Wednesday, September 19, 2012

Wishful deep thinking.

My inner thoughts are swirling, spiraling...
Condemning...
Throughout the day I have determined that the state of mind i am in...
is simply vile.
People make me feel this way.
All I want is some acceptance, beauty, peace...
Most of all....quiet.
I'm always contemplating my next move.
My life is the definition of a chess game at the moment.
I don't like games.
I want to be something bright, beautiful...
But at the moment I would just be happy with something.
Everyone my age (it seems) has a career, a future...
Some something they can say they have achieved.
I think to myself about what I have achieved and I'm disappointed.
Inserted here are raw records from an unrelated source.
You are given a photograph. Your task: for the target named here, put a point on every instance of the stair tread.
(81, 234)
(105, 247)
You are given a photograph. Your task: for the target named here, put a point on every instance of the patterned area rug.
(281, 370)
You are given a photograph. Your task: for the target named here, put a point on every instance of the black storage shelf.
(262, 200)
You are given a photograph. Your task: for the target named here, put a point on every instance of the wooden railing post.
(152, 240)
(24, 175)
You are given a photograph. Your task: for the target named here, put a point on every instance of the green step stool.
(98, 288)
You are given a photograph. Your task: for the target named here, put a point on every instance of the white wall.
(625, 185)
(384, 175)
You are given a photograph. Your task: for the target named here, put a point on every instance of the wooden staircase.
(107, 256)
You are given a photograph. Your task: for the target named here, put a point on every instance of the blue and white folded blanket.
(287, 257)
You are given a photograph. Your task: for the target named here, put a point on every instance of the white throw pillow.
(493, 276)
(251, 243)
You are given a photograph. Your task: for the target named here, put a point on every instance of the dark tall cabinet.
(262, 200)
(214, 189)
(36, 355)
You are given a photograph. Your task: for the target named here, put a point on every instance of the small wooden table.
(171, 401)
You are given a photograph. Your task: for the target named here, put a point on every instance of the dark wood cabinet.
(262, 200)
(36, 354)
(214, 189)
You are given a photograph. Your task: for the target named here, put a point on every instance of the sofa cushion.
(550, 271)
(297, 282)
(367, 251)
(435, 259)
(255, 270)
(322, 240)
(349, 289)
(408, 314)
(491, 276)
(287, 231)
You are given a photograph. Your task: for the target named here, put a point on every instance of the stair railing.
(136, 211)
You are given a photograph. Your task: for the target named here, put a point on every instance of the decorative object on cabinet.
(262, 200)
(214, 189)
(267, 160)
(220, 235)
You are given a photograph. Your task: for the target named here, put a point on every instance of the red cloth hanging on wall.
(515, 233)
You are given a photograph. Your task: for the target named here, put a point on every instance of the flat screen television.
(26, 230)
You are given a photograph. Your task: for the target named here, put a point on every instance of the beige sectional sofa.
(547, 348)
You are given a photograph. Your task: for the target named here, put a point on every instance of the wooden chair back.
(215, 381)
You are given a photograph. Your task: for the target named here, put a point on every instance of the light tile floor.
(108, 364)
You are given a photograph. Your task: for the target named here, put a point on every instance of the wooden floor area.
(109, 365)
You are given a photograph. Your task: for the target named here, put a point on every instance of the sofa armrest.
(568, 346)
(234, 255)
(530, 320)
Where is the tranquility in knowing you have nothing to claim as your own?
Where is the beauty or peace of mind knowing that you haven't provided a damn thing for anyone, not even yourself?
....
I have to focus.
I'm outside.
I've smoked a cigarette.
Condemning my lungs.
Calming myself for a short amount of time.
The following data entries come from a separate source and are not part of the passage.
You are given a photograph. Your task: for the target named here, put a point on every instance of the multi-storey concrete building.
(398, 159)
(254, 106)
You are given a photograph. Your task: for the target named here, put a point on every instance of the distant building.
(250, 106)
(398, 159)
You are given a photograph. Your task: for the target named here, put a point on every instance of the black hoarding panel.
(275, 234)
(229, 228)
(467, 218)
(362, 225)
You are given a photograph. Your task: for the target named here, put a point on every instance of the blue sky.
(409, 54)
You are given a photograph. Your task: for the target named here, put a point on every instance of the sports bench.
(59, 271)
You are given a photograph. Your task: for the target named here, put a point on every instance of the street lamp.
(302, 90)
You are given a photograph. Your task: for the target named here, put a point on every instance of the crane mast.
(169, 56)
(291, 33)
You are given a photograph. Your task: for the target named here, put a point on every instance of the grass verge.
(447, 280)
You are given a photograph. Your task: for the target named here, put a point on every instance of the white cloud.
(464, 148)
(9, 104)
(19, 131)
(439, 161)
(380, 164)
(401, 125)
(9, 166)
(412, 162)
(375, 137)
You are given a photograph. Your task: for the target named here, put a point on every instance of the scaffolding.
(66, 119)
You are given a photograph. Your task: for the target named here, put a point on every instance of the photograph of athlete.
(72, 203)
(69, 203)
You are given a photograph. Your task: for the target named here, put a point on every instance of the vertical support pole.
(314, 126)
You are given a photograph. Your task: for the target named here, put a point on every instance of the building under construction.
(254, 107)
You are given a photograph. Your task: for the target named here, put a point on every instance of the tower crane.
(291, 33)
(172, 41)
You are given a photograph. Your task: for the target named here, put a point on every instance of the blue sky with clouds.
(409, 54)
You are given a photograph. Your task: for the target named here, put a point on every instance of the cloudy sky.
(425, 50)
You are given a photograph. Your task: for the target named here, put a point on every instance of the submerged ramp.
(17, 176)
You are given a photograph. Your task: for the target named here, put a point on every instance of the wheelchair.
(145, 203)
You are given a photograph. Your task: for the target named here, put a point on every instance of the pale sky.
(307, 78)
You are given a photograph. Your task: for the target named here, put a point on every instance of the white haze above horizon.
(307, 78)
The surround sound is blaring old rock music.
The song dreamer has ended, now some guy with a raspy slightly nasally voice is singing about a city and alcohol...
I'm on board with this guy until the beat picks up and I feel like I've been ditched for a fast paced bluesy beat that makes no sense.
I can smell the pool water.
My dog at my feet.
I have laundry to hang up.
Phone call.
It's the "husband" he's telling me to call call centers to see if they're hiring.
I tell him I will.
I'm not.
I don't want to put myself in another vulnerable position at the mercy of someone who can fire me for stuttering over the phone too often.
I need a job.
No.
I need more than that.
I need a career.
Something I can rely on to rely on me.
Something that I enjoy, or can find some solace in.
Some position that wont fire me after a week.
And now I am back to square one...
*sigh* I've had enough.
It's time to hang the laundry and forget about things for a small time.